Monday, July 27, 2015



Temecula, CA – Today the New York Magazine presents a still in progress project. It is the project to bring the personal stories to light of the women drugged/raped by Bill Cosby who have come forward so far. For this project, all the women photographed in white or off-white. The stark background and no-frills style bears witness to their testimony.

Though this report will not be presented here except for brief excerpts and two pictures, details show this attitude toward drugs and women. “I used them,” he said, “the same as a person would say, ‘Have a drink.’ ” He asked a modeling agent to connect him with young women who were new in town and “financially not doing well.” In the deposition, Cosby seemed confident that his behavior did not constitute rape; he apparently saw little difference between buying someone dinner in pursuit of sex and drugging them to reach the same goal. As for consent, he said, “I think that I’m a pretty decent reader of people and their emotions in these romantic sexual things.”

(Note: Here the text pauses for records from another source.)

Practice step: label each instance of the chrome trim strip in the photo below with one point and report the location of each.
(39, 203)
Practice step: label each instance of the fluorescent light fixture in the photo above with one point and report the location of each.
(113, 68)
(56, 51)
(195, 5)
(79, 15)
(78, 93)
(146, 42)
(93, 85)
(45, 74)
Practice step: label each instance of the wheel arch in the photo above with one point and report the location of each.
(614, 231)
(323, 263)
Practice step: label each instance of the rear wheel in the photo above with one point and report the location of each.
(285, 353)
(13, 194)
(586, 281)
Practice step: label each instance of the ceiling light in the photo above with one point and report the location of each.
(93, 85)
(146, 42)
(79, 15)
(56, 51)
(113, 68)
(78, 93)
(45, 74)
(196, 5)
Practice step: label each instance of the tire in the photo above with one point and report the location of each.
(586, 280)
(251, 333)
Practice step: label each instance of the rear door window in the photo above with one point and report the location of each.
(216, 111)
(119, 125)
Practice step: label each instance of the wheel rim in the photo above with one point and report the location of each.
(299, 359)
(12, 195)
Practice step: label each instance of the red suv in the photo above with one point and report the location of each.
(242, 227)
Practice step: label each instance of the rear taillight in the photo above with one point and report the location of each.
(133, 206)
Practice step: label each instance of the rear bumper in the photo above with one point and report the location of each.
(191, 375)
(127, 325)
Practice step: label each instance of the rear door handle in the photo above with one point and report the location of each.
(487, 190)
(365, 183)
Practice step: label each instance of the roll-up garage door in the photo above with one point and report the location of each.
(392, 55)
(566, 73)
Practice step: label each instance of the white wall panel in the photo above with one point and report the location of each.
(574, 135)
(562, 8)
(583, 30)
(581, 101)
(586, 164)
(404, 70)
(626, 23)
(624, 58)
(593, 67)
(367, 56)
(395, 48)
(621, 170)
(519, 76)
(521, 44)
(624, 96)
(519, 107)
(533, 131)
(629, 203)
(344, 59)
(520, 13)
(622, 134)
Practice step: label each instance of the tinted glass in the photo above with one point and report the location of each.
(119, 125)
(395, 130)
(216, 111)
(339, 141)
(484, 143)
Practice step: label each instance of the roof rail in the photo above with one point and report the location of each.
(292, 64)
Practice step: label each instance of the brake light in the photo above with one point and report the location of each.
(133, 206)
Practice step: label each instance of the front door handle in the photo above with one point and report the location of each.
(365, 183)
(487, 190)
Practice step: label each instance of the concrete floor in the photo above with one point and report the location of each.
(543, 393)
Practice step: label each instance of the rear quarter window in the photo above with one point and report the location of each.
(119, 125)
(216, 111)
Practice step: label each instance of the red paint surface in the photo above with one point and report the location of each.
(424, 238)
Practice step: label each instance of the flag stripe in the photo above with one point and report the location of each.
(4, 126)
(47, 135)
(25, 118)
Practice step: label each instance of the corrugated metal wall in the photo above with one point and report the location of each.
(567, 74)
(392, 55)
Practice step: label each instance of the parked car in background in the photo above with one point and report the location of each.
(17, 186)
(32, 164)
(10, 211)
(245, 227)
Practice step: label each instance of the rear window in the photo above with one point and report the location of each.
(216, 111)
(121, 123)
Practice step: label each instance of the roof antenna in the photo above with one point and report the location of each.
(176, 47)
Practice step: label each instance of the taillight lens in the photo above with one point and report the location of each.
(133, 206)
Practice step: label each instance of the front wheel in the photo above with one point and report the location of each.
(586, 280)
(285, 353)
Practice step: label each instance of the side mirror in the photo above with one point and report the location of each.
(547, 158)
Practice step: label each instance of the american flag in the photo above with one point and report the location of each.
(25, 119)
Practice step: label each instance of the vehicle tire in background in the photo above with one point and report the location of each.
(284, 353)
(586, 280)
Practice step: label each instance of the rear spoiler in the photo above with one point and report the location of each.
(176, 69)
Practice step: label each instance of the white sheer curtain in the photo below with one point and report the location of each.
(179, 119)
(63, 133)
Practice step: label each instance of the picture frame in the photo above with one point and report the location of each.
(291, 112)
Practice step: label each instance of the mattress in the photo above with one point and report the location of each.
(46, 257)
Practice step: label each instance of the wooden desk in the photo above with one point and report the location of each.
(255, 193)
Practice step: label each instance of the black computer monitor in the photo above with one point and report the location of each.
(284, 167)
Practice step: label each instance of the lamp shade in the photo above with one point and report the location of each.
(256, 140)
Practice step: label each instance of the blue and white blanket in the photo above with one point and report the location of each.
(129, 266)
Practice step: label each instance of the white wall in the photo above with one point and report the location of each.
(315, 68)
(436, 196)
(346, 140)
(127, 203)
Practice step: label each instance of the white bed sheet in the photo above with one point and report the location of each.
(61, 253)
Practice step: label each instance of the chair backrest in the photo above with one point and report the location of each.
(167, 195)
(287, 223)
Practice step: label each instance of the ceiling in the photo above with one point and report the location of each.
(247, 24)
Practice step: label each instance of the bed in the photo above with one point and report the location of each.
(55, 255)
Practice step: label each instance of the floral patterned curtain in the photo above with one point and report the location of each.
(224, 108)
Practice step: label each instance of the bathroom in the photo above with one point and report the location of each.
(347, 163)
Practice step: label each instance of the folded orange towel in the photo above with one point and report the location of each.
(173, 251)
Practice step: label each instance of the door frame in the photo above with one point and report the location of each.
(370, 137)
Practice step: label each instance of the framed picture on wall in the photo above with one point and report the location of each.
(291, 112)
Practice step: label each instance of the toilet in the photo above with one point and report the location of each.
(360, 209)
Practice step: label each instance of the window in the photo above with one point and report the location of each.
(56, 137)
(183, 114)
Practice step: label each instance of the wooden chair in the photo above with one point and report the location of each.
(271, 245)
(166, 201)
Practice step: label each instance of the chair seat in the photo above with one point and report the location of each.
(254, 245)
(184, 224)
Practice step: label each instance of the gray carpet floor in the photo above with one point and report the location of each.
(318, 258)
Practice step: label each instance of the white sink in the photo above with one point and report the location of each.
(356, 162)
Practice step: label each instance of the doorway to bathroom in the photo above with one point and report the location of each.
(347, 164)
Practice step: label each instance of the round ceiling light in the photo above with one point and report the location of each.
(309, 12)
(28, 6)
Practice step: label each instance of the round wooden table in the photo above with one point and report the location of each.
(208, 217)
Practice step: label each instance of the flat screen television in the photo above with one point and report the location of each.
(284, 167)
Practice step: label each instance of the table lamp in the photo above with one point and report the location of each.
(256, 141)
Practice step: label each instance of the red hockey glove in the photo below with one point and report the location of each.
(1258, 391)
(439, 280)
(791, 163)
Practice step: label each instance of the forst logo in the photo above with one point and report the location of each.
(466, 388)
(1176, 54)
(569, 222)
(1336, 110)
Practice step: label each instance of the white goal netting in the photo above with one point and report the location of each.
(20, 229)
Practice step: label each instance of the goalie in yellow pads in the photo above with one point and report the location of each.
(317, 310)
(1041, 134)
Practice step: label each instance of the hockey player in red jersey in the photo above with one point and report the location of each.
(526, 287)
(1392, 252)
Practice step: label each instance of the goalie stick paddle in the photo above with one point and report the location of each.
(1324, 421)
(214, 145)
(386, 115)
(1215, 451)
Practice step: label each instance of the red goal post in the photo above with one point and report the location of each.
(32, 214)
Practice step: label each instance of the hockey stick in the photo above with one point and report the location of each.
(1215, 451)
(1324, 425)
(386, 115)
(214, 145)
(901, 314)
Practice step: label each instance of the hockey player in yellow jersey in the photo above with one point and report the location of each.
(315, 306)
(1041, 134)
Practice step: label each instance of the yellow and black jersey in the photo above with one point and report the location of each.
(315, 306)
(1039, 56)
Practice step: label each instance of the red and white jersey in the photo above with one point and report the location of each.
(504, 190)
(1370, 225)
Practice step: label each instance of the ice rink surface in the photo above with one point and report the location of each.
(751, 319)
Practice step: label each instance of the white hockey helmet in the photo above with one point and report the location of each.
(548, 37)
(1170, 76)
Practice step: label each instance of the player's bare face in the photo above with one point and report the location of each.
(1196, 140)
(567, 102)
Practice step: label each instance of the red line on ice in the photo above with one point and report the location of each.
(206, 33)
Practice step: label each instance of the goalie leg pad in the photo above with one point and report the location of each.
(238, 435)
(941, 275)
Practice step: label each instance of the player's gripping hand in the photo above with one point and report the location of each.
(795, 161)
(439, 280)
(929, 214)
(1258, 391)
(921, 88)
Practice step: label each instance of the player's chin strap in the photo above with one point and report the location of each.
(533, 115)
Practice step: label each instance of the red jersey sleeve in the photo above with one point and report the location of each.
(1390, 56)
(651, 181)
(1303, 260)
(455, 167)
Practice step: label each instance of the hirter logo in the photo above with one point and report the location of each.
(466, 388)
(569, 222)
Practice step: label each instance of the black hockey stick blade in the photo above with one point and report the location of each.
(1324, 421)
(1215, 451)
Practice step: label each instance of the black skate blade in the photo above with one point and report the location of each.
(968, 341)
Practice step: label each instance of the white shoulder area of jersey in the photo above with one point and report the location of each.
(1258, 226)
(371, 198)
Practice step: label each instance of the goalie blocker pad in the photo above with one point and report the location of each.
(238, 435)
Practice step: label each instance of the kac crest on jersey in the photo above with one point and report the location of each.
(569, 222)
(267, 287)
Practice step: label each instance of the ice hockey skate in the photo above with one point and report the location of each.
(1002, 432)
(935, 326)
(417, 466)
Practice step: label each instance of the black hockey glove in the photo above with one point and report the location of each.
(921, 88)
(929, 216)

In the ’60s, when the first alleged assault by Cosby occurred, rape was considered to be something violent committed by a stranger; acquaintance rape didn’t register as such, even for the women experiencing it. In the ’70s and ’80s, campus movements like Take Back the Night and “No Means No” helped raise awareness of the reality that 80 to 90 percent of victims know their attacker. Still, the culture of silence and shame lingers.

Now, in their own words, pictures, memories, and vids, are 35 of the, at-press time, 49 different victims of America's greatest alleged serial rapist. Here's how they came to be a victim of Bill Cosby.

All 35 were interviewed separately, and yet their stories have remarkable similarities, in everything from their descriptions of the incidents to the way they felt in the aftermath. The women have found solace in their number — discovering that they hadn’t been alone, that there were others out there who believed them implicitly, with whom they didn’t need to be afraid of sharing the darkest details of their lives. They are scattered all over the country — ten different states are represented — and most of them had no contact with their fellow accusers until recently. But since reading about each other’s stories in the news, or finding one another on social media, or meeting in person at the photo shoots arranged by New York, many of the women have forged a bond. It is, as Tarshis calls it, “a sorrowful sisterhood.”